Just 39% of Nigerians are satisfied with the way democracy is working in our country – with 60% not satisfied – and 57% stating their belief that no matter who wins an election, things do not change very much for Nigerians.
And as Nigerians, we have to face facts; there’s a reason people feel this way. The international Corruption Perception Index (CPI) still ranks us 146 out of 180 countries, making us the 34th most corrupt country on Earth. One online poll even suggested that 80% of Nigerians think that placing is deserved.
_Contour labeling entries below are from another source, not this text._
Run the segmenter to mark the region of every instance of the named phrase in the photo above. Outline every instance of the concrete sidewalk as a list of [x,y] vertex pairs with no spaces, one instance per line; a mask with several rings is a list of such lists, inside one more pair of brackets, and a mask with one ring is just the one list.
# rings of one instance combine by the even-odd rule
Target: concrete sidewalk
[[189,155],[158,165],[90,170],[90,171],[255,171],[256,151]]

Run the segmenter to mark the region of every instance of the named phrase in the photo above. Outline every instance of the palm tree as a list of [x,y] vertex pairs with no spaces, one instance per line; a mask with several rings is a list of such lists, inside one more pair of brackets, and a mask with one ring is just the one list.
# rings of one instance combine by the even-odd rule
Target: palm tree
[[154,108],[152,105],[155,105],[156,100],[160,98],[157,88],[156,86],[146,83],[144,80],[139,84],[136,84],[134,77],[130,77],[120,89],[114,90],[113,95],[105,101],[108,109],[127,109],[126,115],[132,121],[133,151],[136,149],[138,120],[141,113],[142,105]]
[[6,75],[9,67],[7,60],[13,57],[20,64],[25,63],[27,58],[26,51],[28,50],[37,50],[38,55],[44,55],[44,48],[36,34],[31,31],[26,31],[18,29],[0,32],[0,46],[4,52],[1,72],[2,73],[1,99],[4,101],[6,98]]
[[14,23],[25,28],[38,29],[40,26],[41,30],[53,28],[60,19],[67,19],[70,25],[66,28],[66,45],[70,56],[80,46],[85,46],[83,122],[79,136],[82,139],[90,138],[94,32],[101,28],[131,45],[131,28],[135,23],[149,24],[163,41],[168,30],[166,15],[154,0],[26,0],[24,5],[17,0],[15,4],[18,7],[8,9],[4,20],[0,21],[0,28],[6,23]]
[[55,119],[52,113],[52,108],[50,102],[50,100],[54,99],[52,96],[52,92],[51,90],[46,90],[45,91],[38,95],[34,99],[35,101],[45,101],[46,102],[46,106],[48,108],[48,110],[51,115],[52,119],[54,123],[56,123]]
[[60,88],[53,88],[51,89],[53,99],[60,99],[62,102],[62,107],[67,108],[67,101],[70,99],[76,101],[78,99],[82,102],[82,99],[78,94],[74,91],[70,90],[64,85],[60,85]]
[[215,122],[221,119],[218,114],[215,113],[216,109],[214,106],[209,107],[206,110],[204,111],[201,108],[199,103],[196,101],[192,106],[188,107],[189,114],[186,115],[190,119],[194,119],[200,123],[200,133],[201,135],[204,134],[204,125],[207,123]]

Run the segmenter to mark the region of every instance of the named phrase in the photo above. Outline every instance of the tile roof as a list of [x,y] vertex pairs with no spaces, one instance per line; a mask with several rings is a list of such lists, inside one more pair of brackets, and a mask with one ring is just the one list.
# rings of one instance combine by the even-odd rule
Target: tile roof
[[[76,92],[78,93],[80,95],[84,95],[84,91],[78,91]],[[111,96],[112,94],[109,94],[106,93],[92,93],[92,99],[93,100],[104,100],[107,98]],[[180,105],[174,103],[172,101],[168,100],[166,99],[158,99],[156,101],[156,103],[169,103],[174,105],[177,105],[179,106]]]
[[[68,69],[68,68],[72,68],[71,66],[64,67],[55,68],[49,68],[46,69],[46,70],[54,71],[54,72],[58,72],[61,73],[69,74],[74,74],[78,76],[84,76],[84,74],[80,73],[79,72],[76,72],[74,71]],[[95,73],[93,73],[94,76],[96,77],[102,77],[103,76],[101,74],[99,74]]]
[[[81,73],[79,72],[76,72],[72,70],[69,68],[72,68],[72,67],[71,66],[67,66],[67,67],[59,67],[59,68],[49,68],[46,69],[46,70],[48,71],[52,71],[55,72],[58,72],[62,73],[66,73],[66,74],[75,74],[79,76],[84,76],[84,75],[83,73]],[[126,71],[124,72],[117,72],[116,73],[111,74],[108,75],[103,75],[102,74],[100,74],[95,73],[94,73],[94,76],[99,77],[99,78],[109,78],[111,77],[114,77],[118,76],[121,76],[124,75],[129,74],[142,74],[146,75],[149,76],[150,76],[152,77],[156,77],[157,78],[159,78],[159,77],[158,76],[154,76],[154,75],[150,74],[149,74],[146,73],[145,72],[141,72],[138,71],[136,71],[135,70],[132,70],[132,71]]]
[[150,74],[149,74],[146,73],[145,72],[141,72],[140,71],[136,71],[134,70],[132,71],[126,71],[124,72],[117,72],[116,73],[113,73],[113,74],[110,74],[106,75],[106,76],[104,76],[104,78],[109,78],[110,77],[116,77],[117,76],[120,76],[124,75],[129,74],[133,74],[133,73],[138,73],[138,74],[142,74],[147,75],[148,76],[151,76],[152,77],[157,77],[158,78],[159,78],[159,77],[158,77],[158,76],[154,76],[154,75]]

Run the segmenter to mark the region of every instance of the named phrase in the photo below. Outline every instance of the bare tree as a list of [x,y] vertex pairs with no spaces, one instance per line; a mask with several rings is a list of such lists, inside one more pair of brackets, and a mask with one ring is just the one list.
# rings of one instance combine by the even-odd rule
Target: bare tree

As the Acting Chairman, EFCC, Mr. Ibrahim Magu, stated recently that: “Corruption is a huge burden to our nation. It has spread to insecurity, poverty, unemployment, falling standard of education, weak access to affordable health care, falling infrastructure and so many others.”
What is to be done?
Well, the ACE study recommends that Nigeria’s main anti-corruption agencies; the EFCC, ICPC, and CCB should “increase transparency as well as intensify collaboration and information sharing with other government agencies and non-governmental partners”.
I believe that this recommendation should be followed throughout Nigerian government. And that’s where technology comes in.
Nigerians need to see the progress that is being made. And in the twenty-first century, people increasingly find information they get from their peers to be the most credible. But to many Nigerians, the political class feels far away and irrelevant. It doesn’t have to be that way. The power to change is in our hands. Literally!
26 million Nigerians voted in the last presidential election. 24 million have social media accounts.
39% of Nigerians voted in the last presidential election. 46% have a Facebook account.
Online and on handheld devices, are increasingly where connections are made in modern Nigeria.
My Digital Democracy project was established to make electors and elected true peers, connecting people with their elected officials via their phones using our free Rate Your Leader app. The app also allows leaders to explain direct to the people they serve– without any sort of spin or fake news distortion – what decisions they have made, why they have made them, and how it affects local people.
This in turn leads to greater levels of trust in a political class that the voters can see are working for them, and accountable to them.
Another survey reported that almost half of Nigerians believe that corruption cannot be defeated.
It can, but not before our political class takes important steps to improve its image through greater accountability and transparency.
But thanks to smartphone technology, that can be done from the comfort of their homes, with the touch of a button.
Joel Popoola is a Nigerian tech entrepreneur, digital democracy campaigner and creator of the Rate Your Leader app.